Versorgungsausgleich

von
Krieger

Hallo,
ich habe gleich zwei Anliegen die aber beide mit dem Versorgungsausgleich zu tun haben.

1. Meine Mutter ist 1985 nach 23 Jahren Ehe von meinem Vater geschieden worden. Also wurde der Versorgungsausgleich nach dem alten Recht durchgeführt. Kann sie den Versorgungsausgleich neu Berechnen lassen?
Wie sind da die Erfahrungen das vielleicht noch etwas mehr Rente heraus kommt ? Momentan hat sie gerade mal etwas über 800 Euro zur Verfügung.

2. Frage
In der zweiten Ehe die 14 Jahre dauerte und in diesem Jahr geschieden worden. der Mann war zu Beginn der Ehe schon in Rente ehemals Bergmann der mit 55 in Rente gegangen ist. Seine Rente beträgt ca. 2000 Euro.
Meine Mutter hat während der ersten Ehejahre einen geringfügigen Arbeitsplatz gehabt.
Jetzt soll sie von Ihren Rente dem Exmann 3 Punkte abgeben laut Versorgungsausgleich ?
Wo ist da die Gerechtigkeit? Sie hat doch schon kaum etwas.

von
Schade

zu 1)

Das könnte zum Eigentor werden. 1985 gab es bei der Rente noch keine Kindererziehungszeiten, heute gibt es 2 Jahre pro Kind. So gehen könnte eine Überprüfung zum Eigentor für die Frau werden.
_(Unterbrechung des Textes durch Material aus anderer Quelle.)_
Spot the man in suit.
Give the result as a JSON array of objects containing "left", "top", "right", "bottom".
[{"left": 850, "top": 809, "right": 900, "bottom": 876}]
zu 2) Da hat sie wohl Pech gehabt, das war in diesem Fall schon bei der Heirat genau so absehbar (Mann erwirbt keine Punkte weil Rentner, Frau erwirbt Punkte durch Arbeit: VAG im Falle einer Scheidung mit Malus für Frau)

Drum prüfe wer sich "ewig" bindet....(ob er nicht doch was bessres findet). Das wussten schon die alten Klassiker der Literatur.

von
Krieger

Der erste Ehemann ist inzwischen verstorben. Bevor er selbst in Rente gegangen ist. Und meine Mutter war zum damaligen Zeitpunkt bis auf wenige Jahre immer geringfügig Beschäftigt. Ergo hat sie selbst nur sehr wenige Rentenpunkte in dieser Zeit angesammelt. Kinder sind aus dieser Ehe 3 hervorgegangen.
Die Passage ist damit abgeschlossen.